The Anderson Tapes (Sidney Lumet, 1971). Based on a Lawrence Sanders novel published one year earlier, The Anderson Tapes follows John “Duke” Anderson (Sean Connery), a seasoned safe-cracker who completes a lengthly prison sentence and celebrates his freedom by planning a multi-unit robbery in the posh apartment building where his girlfriend (Dyan Cannon) resides, the kind of job that could allow him to walk away from the criminal life for good. The film opens with a monologue comparing the unpunished transgressions of corporate raiders to the comparatively minor societal damage done by small-time crooks, giving the proceedings just a little bit of a class-warfare tang. Much of the film is painfully dated, particularly in its attitudes towards women and gay men, and the crime story that makes up the bulk of the plot is actually fairly dull. There are all sorts of odd compensating pleasures, though, led by a young Christopher Walken showing flashes of his weirdo ingenuity as a fellow ex-con drawn into the scheme and Quincy Jones’s squirrelly score. Of even greater interest is the way director Sidney Lumet cleverly manages the film’s fractured narrative, editing conversation scenes together with shots of FBI agents listening later to surveillance tapes of those encounters and intercutting the robberies with police interviews about the crime.

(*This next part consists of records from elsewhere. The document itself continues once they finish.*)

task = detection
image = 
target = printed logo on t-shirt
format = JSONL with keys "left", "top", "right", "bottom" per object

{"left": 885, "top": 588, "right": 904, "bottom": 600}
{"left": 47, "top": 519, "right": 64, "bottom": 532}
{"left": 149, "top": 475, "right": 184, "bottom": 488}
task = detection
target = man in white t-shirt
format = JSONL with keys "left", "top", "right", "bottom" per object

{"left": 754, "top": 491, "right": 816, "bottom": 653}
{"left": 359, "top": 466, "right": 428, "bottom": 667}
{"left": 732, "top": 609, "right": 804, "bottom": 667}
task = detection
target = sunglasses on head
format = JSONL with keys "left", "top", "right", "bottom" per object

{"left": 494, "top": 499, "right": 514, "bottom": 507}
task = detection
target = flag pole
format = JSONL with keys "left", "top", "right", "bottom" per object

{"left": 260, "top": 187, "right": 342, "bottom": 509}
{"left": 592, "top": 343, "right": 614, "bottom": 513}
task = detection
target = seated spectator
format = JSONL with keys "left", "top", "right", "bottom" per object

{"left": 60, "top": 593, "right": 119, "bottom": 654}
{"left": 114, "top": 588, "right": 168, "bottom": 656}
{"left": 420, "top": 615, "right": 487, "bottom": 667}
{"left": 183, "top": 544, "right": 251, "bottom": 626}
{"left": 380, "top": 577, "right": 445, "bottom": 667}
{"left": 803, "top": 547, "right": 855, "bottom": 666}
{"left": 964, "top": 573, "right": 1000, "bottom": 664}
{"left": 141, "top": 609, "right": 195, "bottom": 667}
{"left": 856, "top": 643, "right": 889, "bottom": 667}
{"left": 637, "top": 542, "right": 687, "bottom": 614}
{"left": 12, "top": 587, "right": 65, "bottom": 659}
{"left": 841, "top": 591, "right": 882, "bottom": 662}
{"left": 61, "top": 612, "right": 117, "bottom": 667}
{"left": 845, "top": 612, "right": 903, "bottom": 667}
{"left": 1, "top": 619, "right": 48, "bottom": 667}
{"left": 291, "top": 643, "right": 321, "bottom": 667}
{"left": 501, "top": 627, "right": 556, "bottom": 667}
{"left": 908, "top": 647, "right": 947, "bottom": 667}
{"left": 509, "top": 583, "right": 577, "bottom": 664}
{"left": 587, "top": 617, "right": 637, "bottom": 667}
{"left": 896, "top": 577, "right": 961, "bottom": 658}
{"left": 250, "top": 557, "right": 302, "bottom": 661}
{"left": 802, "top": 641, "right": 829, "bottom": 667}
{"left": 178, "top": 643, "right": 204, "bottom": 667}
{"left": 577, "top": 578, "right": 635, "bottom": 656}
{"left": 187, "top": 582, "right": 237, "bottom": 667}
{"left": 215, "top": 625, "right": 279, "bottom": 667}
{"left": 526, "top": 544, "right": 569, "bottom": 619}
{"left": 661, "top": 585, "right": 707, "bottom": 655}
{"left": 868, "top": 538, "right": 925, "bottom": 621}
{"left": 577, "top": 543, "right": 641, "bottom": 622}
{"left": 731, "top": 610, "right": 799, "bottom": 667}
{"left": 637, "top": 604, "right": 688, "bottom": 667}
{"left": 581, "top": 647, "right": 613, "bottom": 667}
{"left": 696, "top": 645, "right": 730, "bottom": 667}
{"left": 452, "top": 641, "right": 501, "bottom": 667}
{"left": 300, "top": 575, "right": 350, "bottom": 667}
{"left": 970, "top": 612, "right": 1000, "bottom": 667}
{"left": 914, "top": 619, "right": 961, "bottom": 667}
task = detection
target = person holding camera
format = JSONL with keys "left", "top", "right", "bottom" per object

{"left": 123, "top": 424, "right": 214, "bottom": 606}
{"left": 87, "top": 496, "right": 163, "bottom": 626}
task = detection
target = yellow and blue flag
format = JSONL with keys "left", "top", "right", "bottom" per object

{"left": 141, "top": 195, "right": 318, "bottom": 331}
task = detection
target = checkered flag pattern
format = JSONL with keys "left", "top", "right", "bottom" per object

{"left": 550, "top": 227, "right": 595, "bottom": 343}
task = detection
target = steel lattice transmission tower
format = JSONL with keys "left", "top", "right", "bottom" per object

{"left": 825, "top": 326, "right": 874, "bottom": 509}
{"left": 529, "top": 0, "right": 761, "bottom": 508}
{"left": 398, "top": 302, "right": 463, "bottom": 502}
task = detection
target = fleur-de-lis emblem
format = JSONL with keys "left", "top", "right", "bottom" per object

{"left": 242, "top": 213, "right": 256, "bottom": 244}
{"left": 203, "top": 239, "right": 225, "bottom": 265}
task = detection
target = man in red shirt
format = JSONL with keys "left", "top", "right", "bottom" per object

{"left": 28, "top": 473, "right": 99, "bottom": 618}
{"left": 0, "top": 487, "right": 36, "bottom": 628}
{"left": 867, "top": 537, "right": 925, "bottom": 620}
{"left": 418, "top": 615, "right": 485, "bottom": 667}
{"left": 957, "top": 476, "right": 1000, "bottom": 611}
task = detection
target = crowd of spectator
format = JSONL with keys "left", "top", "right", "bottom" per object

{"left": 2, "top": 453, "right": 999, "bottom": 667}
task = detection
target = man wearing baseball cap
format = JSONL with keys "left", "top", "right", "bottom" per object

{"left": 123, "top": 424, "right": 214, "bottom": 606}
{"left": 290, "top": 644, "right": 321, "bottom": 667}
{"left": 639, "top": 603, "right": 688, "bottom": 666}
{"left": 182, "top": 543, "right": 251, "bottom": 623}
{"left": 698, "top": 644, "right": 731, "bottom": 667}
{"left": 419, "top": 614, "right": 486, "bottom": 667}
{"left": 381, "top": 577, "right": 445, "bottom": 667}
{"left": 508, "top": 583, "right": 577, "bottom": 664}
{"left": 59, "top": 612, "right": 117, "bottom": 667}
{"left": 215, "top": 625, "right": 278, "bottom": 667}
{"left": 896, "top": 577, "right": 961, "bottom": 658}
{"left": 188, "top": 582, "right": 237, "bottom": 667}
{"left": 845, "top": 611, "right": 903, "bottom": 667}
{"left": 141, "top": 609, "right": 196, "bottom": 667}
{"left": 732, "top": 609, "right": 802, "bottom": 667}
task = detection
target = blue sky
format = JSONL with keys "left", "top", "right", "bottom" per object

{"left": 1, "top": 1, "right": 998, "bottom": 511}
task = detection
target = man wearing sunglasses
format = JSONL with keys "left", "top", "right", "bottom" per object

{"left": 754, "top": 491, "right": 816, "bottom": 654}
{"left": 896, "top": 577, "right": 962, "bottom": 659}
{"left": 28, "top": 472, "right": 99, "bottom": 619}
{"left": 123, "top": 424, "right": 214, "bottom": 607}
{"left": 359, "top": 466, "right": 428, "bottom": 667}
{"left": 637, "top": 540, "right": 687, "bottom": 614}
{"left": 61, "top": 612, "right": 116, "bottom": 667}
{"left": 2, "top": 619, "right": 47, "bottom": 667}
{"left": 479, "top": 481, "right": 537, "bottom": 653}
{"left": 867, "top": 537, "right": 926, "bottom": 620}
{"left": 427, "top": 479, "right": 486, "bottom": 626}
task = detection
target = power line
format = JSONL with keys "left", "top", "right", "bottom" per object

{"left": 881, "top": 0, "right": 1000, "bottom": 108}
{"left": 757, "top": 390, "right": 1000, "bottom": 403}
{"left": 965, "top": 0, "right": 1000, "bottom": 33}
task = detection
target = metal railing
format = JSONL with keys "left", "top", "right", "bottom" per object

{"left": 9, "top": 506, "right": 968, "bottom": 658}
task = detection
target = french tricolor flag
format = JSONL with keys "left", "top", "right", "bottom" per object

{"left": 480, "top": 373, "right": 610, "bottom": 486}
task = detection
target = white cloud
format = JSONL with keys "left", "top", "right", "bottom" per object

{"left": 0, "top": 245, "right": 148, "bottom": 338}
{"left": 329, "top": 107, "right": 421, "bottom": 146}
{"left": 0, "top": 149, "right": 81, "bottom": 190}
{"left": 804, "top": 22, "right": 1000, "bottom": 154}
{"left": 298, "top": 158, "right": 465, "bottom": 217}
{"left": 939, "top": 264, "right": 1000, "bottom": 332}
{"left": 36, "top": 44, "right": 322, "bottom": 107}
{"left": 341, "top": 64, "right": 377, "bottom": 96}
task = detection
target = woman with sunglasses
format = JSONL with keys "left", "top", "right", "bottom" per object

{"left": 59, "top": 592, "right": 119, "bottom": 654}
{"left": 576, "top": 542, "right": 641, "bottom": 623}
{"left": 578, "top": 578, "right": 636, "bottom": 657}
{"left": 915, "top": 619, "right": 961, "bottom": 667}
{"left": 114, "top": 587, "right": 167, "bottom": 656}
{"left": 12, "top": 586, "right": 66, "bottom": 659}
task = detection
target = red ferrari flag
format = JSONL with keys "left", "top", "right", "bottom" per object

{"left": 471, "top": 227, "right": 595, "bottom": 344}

Wicked (John M. Chu, 2024). I don’t have the expertise to weigh in definitely, but I think the main problems with director John M. Chu’s screen adaptation of the blockbuster musical Wicked come directly from the stage show itself. Employing classic characters from the The Wizard of Oz, the film centers on the friction between the persecuted Elphaba (Cynthia Erivo) and the chipper, popular Galinda (Ariana Grande) as they attend a wizardry school called Shiz University. Forced to room together after Elphaba is impulsively admitted to the academy by the grand, famed Madame Morrible (Michelle Yeoh), the pair squabble noisily until they just don’t any more, forging a friendship that soon includes them traveling to together to meet the mysterious wizard who rules the land (a figure played by Jeff Goldblum, giving in fully to his actorly tics). The story is muddled and most of the songs are so locked into traditional broadway cadences that they wind up feeling repetitive and drab. The game performances of Erivo and Grande go a long way toward elevating the material, and the production values are first-rate all around. Chu made his own kind of magic when transferring In the Heights to the movies, but the bigness of Wicked leaves him too cautious. “What Is This Feeling?” is the only number that approaches his earlier effort’s audacious energy and imaginative use of the expanded possibilities offered by cinematic storytelling.

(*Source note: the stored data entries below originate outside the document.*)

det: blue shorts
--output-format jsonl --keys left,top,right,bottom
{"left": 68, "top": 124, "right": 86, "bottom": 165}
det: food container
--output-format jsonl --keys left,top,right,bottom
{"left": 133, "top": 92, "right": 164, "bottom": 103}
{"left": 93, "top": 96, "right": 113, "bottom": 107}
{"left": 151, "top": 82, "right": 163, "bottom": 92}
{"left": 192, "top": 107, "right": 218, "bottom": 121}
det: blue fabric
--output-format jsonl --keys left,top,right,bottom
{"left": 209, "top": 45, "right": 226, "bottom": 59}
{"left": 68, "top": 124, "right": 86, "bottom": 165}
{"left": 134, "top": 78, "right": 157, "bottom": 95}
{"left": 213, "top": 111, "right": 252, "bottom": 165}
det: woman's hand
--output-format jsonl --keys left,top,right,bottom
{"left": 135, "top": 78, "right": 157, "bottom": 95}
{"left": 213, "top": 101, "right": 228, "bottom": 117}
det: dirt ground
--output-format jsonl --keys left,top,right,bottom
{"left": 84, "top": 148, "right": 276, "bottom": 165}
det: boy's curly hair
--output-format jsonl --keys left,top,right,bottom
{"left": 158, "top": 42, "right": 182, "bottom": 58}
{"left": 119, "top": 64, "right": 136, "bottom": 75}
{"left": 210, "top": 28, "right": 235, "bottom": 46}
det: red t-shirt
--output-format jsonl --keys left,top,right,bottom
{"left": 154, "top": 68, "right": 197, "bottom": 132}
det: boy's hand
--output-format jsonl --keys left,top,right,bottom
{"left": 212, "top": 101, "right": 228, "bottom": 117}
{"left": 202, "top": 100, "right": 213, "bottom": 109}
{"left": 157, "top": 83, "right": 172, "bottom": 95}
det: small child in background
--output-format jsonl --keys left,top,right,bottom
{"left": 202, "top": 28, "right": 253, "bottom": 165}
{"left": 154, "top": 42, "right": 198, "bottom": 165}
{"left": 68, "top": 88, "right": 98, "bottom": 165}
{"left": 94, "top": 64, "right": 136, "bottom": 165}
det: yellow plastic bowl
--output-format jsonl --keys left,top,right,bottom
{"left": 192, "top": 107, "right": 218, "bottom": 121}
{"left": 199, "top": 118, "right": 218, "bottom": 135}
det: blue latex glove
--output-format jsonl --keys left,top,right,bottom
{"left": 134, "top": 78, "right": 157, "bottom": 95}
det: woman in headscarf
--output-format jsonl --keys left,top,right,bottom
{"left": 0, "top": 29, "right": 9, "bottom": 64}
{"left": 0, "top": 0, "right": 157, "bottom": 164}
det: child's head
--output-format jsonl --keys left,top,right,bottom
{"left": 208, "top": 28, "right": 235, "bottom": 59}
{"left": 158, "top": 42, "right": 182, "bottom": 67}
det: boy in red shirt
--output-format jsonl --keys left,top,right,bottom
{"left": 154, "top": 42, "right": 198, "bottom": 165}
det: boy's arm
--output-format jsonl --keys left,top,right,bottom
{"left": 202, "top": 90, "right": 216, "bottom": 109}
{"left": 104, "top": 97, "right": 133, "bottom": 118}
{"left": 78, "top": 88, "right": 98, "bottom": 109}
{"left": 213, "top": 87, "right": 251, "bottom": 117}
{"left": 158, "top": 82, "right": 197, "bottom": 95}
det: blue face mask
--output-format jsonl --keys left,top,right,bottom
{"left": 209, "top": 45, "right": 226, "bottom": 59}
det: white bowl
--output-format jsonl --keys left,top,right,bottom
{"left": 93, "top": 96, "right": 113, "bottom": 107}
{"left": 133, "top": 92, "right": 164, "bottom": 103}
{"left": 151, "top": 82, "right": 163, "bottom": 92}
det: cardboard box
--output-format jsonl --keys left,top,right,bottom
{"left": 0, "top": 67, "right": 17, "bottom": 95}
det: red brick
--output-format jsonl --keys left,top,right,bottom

Monte Carlo (Ernst Lubitsch, 1930). The comedic elements in Monte Carlo fairly crackle, a mark of Ernst Lubitsch’s deft touch behind the camera, but the multiple musical interludes are middling. In the film, Countess Helene Mara (Jeanette MacDonald) flees her wedding to a stuffed-shirt duke (Claud Allister) and tries to make it on her own. She catches the eye of another nobleman (Jack Buchanan), who masquerades as a hairdresser to stay close to her. MacDonald is grand in her leading role, loading personality into her line readings like a locomotive operator stoking the engine. Typical of the era, there’s a lot of busy falderal that sometimes adds up and sometimes seems like vaudevillian bustle crammed awkwardly into a plot that’s not quite strong to contain it. Whatever messiness there might be, the final scene proceeds with joyful ingenuity as an opera performance attended by the main characters mirrors the film’s plot.